D'après l'OCDE, les pensions de la période 1994/2070 ne sont pas
financées à hauteur de 100 % du PIB de 1994.
Pour
l'ensemble du prochain siècle, on peut évaluer l'impasse
financière des retraites à une somme comprise entre 50 % et
300 % du PIB de 1998.
L'explosion programmée des retraites publiques
Ainsi
que votre commission l'a souligné à de nombreuses reprises, les
charges de pension sont amenées à progresser dans les
années à venir dans des proportions considérables. Il est
donc nécessaire que soient prises rapidement les mesures
nécessaires pour faire face au choc démographique des
années à venir, c'est à dire réformer les
régimes de retraite, en particulier les régimes publics. Le
rapport du Commissariat général au Plan sur l'avenir du
système français des retraites en avait estimé le
surcoût, s'agissant des seuls fonctionnaires de l'Etat, entre 123 et
130 milliards de francs en 2020 et de 240 à 263 milliards de francs
à l'horizon 2040.
Par ailleurs, selon certaines estimations obtenues par votre rapporteur
général la dette implicite de l'ensemble du système de
retraite français s'élèverait pour la période
comprise entre 1998 et 2100 entre 50 et 300 points de PIB. Il ne s'agit pas
là bien évidemment de prévisions exactes mais
d'indications destinées à donner un ordre de grandeur quant
à l'ampleur des besoins futurs de financement.
Il est dès aujourd'hui indispensable d'incorporer cette dette
certaine à la dette publique, pour prendre la mesure des réformes
à entreprendre et auxquelles le gouvernement renonce.

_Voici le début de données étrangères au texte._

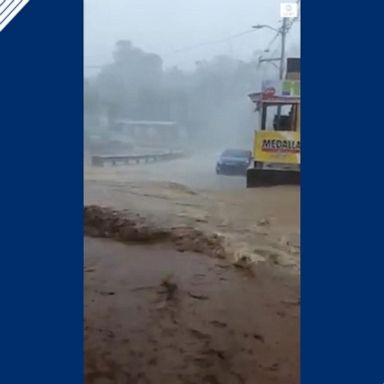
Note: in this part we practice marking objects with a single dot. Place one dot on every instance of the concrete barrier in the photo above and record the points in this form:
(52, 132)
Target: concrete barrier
(114, 160)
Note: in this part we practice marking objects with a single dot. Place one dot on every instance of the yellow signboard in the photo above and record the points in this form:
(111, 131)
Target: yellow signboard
(277, 147)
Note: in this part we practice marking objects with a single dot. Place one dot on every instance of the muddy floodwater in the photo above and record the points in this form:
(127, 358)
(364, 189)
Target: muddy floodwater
(156, 315)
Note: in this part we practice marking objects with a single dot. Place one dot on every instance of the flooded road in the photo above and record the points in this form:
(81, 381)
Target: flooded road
(155, 315)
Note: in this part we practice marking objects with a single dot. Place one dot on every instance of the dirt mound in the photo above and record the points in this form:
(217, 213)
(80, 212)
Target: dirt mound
(127, 227)
(154, 315)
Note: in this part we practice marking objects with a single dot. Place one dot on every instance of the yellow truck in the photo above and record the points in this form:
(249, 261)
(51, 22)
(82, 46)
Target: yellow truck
(276, 149)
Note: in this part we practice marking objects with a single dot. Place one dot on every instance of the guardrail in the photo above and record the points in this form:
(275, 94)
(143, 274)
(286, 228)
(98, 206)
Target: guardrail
(114, 160)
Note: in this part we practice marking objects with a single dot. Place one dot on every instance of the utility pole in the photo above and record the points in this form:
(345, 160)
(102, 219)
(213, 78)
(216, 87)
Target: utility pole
(283, 33)
(282, 55)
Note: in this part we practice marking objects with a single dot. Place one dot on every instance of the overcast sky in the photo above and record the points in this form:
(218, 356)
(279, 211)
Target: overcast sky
(166, 26)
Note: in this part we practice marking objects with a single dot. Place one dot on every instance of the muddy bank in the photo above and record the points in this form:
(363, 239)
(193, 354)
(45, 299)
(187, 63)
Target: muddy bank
(155, 315)
(128, 227)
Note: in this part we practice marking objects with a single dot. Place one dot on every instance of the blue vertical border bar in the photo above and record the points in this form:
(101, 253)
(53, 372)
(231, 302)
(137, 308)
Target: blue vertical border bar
(41, 194)
(342, 194)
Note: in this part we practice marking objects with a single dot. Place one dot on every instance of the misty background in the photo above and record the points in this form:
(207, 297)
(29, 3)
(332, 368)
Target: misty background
(193, 63)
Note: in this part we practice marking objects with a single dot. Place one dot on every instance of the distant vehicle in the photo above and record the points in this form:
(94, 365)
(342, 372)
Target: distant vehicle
(234, 162)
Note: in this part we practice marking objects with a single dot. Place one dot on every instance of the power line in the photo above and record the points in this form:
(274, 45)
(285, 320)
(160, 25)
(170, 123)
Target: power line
(224, 40)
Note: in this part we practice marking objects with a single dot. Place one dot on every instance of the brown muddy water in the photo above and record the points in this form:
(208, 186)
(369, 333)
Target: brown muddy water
(156, 315)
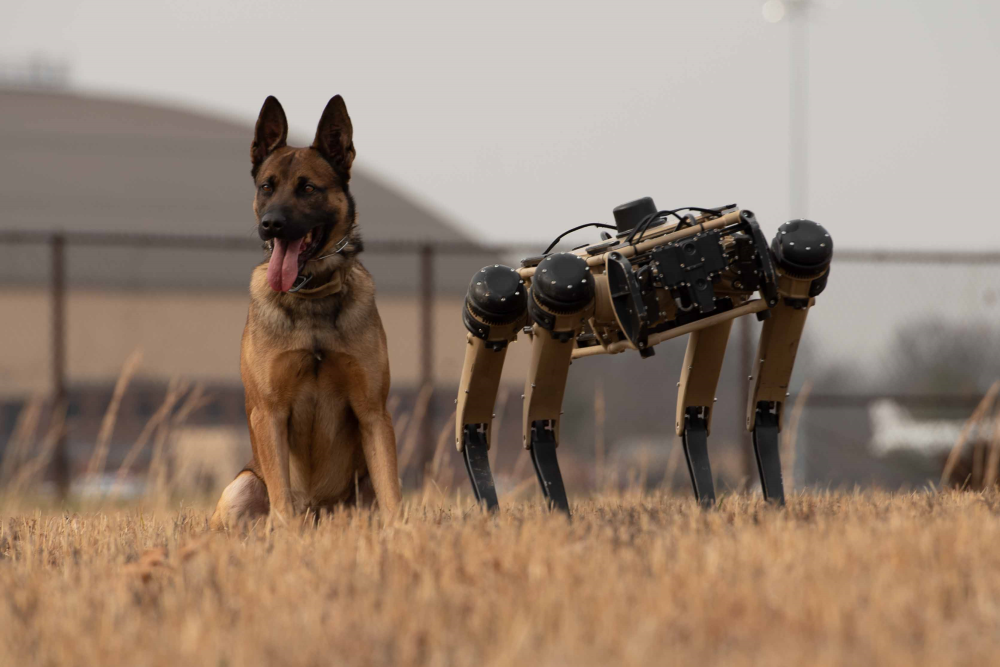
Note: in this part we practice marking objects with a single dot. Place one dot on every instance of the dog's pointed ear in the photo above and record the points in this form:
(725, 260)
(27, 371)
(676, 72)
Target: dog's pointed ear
(335, 137)
(271, 132)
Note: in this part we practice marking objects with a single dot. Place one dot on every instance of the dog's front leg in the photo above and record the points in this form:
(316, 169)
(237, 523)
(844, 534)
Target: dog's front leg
(270, 430)
(378, 440)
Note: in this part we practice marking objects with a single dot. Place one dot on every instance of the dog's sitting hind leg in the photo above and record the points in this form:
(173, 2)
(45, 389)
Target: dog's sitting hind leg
(245, 499)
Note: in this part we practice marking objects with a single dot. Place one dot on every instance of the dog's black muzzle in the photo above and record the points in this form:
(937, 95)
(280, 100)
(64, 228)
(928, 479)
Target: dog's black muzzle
(276, 224)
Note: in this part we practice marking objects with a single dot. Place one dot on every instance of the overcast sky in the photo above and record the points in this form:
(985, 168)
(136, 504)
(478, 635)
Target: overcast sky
(520, 119)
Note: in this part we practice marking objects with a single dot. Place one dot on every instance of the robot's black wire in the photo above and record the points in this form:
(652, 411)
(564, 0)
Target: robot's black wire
(641, 228)
(570, 231)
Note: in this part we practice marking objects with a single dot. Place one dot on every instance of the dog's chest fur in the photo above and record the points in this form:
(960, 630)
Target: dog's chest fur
(306, 363)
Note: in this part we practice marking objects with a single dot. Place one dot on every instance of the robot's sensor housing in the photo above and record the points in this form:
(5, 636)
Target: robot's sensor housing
(497, 295)
(562, 284)
(802, 246)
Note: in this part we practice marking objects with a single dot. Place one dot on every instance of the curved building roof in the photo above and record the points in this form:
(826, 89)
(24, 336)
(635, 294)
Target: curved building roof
(79, 163)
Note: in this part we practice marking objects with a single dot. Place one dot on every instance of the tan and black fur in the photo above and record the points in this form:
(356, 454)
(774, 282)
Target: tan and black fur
(314, 364)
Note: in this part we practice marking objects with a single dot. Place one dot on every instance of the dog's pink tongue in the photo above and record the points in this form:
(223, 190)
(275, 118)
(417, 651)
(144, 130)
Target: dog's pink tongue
(284, 265)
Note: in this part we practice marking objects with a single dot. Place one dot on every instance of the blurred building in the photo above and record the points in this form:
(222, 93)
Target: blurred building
(75, 163)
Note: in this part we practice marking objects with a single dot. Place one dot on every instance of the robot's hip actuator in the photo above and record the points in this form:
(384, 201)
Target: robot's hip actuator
(654, 280)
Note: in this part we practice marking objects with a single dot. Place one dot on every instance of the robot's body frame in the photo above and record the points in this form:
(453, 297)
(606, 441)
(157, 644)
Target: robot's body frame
(651, 282)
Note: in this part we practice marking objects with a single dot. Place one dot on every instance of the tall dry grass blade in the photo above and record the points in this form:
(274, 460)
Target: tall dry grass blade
(645, 454)
(416, 424)
(100, 455)
(674, 459)
(599, 414)
(442, 445)
(392, 405)
(175, 390)
(521, 487)
(158, 471)
(497, 423)
(963, 436)
(993, 466)
(520, 464)
(33, 469)
(196, 400)
(25, 431)
(790, 436)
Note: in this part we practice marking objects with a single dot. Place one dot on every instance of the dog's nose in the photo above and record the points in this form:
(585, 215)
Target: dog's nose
(271, 225)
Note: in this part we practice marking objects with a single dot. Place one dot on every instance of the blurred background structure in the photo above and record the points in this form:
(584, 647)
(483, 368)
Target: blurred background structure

B. LA CRÉATION DU FONDS DE RÉSERVE POUR LES RETRAITES : UNE FAUSSE SOLUTION BUREAUCRATIQUE
Le
gouvernement a décidé de créer, par la loi de financement
pour la sécurité sociale de 1999, un fonds de réserve
rattaché au fonds de solidarité vieillesse, destiné
à recevoir les éventuels excédents des comptes sociaux,
les recettes de privatisation et le produit de la mutualisation des caisses
d'épargne.
D'après la direction de la prévision, les actifs de ce fonds
pourraient représenter de 0,7 % à 1,5 % du PIB à
l'horizon 2002, loin des enjeux financiers précédemment
cités
17(
*
)
.
D'un point de vue économique, les réserves de ce fonds viennent
s'imputer sur les engagements futurs des administrations publiques, ce qui est
strictement équivalent à un désendettement de ces
mêmes administrations. Le ministre de l'économie, des finances et
de l'industrie l'a lui-même reconnu au Sénat lors du débat
sur le projet de loi relatif à l'épargne et à la
sécurité financière.
La différence importante est que le gouvernement fait le choix d'une
bureaucratisation accrue de l'économie.
Ce choix a le mérite
de la cohérence, car il est en conformité avec celui du maintien
d'une pression fiscale élevée pour réduire les
déficits publics, au détriment d'une action sur les
dépenses.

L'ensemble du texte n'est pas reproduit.